Fast forward a decade: The folks at the WCROC have kept plugging along and in 2020, they started to get more traction and attention. Excitement was building, though maybe only in some niche “energy nerd” circles. It was at that point that my colleague, Fritz Ebinger, got together with a few folks through a series of conversations (the Agriculture Climate Solutions Workshop), hosted by the Institute on the Environment, about greenhouse gas emissions in the agriculture sector. The team proposed to look at scenarios for what it might take to make wind-to-green ammonia production viable in a distributed, community-scale fashion.

Arrive at today: Since I would consider myself an energy nerd, my exposure to media is slightly skewed, though I would still be surprised if you readers out there have not heard something about hydrogen or green hydrogen in the past year. Even in just the past six months, references to the new clean hydrogen incentives have been everywhere in discussions of the Inflation Reduction Act

It’s these incentives that make me think that perhaps we finally have what it takes to bring green hydrogen and green ammonia for energy—and fertilizer—prime time. The economic analysis conducted by Luca Zullo of the Agricultural Utilization and Research Institute (AURI) as part of this wind-to-green-ammonia project supports that assessment. 
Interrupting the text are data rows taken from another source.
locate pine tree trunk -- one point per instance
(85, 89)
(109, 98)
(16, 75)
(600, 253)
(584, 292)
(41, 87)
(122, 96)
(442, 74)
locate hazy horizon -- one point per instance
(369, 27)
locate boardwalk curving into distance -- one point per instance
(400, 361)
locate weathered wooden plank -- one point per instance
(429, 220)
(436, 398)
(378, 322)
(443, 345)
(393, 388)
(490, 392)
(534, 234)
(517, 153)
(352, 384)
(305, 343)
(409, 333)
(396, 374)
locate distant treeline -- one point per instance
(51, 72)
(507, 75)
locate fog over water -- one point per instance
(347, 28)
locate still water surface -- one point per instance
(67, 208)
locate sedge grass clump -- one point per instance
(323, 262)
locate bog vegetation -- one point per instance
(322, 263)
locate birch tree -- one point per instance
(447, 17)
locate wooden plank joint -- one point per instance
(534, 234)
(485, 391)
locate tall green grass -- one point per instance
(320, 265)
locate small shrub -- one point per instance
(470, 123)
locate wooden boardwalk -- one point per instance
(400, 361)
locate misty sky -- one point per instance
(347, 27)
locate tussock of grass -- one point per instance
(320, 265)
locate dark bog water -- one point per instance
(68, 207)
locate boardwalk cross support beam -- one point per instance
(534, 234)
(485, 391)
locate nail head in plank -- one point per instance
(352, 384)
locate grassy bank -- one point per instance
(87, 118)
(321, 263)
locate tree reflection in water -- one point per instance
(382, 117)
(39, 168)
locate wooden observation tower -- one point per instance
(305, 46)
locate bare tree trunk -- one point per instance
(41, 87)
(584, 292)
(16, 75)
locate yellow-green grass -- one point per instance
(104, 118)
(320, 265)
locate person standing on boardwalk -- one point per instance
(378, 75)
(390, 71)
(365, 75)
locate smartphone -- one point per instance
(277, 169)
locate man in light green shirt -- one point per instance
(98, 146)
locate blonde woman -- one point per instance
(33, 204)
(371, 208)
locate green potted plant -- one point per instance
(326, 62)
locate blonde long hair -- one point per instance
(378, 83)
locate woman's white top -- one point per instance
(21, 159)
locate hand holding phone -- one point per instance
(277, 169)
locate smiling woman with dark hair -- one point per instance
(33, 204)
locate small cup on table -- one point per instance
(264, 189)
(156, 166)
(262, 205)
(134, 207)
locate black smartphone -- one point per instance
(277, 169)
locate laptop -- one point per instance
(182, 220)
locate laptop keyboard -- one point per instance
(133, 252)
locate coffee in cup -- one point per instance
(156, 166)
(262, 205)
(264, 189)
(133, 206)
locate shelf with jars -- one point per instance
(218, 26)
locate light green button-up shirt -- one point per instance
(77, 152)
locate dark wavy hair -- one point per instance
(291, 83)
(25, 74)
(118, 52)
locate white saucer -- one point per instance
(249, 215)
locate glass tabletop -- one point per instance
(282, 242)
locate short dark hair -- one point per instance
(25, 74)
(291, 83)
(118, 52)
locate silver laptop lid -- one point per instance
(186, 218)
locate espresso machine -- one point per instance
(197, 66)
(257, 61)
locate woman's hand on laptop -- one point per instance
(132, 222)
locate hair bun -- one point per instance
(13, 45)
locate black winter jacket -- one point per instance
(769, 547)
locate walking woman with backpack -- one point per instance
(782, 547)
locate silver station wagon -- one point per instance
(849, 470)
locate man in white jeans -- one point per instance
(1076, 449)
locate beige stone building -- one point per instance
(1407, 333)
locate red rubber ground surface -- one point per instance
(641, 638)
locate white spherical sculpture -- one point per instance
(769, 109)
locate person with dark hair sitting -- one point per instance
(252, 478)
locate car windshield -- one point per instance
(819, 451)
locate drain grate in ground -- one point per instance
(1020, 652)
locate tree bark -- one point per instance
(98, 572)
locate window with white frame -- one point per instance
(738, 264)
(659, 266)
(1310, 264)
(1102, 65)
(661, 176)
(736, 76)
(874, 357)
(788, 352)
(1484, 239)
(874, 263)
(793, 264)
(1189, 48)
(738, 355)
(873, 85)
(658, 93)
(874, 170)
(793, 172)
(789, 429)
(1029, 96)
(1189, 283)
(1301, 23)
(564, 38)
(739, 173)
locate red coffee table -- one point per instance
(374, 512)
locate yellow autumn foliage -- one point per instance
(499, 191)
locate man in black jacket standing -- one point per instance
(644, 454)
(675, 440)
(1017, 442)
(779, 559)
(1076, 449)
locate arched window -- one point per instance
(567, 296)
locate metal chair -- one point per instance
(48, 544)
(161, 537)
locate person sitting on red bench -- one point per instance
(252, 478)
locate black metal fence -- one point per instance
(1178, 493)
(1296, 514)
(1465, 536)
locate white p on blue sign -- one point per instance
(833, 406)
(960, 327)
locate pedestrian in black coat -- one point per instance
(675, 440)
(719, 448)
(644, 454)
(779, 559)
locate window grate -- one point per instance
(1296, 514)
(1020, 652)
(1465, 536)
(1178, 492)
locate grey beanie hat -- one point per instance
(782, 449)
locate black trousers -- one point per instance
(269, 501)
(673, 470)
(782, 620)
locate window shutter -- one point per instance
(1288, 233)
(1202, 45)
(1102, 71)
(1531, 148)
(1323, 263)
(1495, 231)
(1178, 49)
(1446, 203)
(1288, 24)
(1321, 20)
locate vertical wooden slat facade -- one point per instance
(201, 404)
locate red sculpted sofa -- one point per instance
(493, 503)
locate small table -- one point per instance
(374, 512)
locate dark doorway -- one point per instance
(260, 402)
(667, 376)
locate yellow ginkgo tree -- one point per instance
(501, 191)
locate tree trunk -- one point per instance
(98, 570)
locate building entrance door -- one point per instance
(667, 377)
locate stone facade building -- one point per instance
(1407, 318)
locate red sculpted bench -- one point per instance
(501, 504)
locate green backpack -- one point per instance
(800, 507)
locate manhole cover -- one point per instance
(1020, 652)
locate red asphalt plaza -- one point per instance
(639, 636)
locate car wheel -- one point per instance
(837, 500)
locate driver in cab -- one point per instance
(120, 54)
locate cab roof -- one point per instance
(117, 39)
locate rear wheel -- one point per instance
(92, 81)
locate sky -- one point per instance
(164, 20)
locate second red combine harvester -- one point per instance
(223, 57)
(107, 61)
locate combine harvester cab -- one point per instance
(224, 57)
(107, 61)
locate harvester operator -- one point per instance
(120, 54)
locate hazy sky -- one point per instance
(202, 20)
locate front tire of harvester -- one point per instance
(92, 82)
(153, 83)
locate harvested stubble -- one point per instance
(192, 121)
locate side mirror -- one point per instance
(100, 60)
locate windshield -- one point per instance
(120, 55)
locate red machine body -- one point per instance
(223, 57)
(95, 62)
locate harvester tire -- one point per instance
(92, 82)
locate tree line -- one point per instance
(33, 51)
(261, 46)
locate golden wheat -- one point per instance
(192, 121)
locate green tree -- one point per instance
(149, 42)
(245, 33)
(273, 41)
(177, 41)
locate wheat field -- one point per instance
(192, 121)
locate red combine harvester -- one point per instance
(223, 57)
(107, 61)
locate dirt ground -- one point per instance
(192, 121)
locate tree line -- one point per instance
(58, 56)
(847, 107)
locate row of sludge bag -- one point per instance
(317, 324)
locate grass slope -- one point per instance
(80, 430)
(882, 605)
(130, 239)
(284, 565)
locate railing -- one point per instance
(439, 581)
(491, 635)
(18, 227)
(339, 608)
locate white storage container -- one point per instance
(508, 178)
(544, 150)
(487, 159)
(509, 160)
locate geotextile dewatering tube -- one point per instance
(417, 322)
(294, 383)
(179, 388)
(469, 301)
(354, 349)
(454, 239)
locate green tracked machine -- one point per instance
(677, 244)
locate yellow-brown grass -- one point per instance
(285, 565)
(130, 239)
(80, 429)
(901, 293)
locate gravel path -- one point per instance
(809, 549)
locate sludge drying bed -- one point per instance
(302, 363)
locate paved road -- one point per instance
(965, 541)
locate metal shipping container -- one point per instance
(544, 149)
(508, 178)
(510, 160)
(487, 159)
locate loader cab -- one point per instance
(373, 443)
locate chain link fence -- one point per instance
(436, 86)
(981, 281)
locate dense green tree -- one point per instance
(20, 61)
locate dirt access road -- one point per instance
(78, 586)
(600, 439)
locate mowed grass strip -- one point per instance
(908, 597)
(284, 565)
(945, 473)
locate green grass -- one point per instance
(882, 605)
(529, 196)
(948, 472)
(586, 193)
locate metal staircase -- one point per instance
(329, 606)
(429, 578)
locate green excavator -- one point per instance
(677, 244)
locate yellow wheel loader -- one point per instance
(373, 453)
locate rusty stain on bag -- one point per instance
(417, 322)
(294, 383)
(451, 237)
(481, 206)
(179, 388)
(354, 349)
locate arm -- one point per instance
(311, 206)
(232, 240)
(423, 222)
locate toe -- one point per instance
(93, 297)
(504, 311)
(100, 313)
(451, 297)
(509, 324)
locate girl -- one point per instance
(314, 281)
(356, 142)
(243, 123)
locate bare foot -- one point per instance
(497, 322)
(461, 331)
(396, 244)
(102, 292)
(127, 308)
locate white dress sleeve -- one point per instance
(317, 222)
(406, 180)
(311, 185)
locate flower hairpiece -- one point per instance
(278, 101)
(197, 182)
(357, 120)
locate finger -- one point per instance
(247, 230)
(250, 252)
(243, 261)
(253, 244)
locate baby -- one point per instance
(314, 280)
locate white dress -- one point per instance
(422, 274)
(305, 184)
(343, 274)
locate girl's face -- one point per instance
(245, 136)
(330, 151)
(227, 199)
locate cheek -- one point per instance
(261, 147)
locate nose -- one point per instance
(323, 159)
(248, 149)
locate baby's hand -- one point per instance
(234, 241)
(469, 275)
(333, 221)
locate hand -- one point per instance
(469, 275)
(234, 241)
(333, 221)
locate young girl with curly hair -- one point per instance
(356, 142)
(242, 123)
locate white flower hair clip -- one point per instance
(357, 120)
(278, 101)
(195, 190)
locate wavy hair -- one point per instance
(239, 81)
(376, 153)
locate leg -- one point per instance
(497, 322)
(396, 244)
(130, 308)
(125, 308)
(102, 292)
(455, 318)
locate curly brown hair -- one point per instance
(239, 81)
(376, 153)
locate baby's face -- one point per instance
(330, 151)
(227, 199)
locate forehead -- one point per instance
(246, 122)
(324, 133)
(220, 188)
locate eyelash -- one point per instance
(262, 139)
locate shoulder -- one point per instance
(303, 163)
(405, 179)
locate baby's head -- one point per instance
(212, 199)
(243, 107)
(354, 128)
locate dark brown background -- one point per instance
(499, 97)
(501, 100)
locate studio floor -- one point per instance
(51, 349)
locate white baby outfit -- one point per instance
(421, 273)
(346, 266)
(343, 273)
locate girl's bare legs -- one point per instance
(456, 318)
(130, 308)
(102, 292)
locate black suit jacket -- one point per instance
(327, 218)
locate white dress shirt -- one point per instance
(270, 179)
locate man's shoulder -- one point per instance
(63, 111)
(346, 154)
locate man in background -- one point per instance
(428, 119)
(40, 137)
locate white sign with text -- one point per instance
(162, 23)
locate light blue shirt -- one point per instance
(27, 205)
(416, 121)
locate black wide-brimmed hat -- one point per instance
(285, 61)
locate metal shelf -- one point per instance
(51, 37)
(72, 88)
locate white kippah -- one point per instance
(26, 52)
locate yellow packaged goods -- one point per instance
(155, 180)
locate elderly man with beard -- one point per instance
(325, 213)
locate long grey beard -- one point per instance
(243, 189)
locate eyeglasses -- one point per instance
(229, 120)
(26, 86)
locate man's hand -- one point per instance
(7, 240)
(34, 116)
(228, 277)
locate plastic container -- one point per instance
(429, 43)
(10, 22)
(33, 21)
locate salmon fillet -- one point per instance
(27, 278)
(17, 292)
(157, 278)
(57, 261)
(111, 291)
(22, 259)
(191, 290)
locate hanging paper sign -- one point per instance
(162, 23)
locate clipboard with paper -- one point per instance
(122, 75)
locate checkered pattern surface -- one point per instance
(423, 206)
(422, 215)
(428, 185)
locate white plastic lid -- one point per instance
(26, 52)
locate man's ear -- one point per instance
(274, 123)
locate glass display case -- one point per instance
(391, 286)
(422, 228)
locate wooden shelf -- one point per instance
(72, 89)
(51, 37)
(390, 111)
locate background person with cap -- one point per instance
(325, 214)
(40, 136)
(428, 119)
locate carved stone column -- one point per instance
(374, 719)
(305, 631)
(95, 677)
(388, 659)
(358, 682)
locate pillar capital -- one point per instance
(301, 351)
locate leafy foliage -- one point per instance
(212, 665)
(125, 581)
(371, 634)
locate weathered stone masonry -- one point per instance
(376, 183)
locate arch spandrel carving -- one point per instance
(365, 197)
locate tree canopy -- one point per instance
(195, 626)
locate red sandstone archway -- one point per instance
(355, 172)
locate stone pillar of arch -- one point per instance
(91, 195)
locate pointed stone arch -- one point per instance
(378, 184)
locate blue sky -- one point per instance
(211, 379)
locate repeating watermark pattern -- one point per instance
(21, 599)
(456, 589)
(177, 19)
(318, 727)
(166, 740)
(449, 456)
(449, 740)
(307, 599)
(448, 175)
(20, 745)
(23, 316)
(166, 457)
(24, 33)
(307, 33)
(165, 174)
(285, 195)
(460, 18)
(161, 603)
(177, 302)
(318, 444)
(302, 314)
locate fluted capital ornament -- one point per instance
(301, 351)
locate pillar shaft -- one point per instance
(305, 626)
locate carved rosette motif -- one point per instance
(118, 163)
Here in Minnesota, using renewable energy to produce green ammonia in distributed facilities could offer multiple benefits:

  1. Because agricultural areas of Minnesota are also rich in wind energy, a key agricultural input could be produced locally, perhaps freeing up areas of congestion on the grid to use local energy resources that are otherwise curtailed,providing economic benefits to Minnesota’s rural communities.
  2. Colocation of green ammonia facilities with ethanol production facilities would enable the use of the CO2 (a waste product from ethanol production), in combination with the green ammonia, to create urea, a preferred fertilizer.
  3. Our agricultural sector would reduce its dependence on fossil fuels (and accompanying emissions), while also becoming less vulnerable to external shocks and supply chain issues. 

The potential of green ammonia extends beyond its current use as fertilizer. Ongoing research at the WCROC and elsewhere suggests possible uses of ammonia as a carbon-free fuel for engines (such as tractors), and thermal applications (like grain drying). In addition, because ammonia (NH3) costs less to store and transport than pure hydrogen (H2), it has potential applications as a hydrogen carrier (such as for use in fuel cells). The possible applications for ammonia as energy storage are thus wide-ranging: transportation, mining, home and commercial heating, maritime applications, and non-wires solutions to local supply challenges. 

This flexibility of ammonia uses—as fertilizer and as energy storage medium—presents a shared opportunity for the electric and agricultural industries. If a viable business model is developed for the distributed production of green ammonia for fertilizer, it has the potential to support resilience in Minnesota’s agricultural sector and rural communities, while also reducing greenhouse gas emissions and increasing efficiency in the energy sector. 

I think it might be time to get excited again!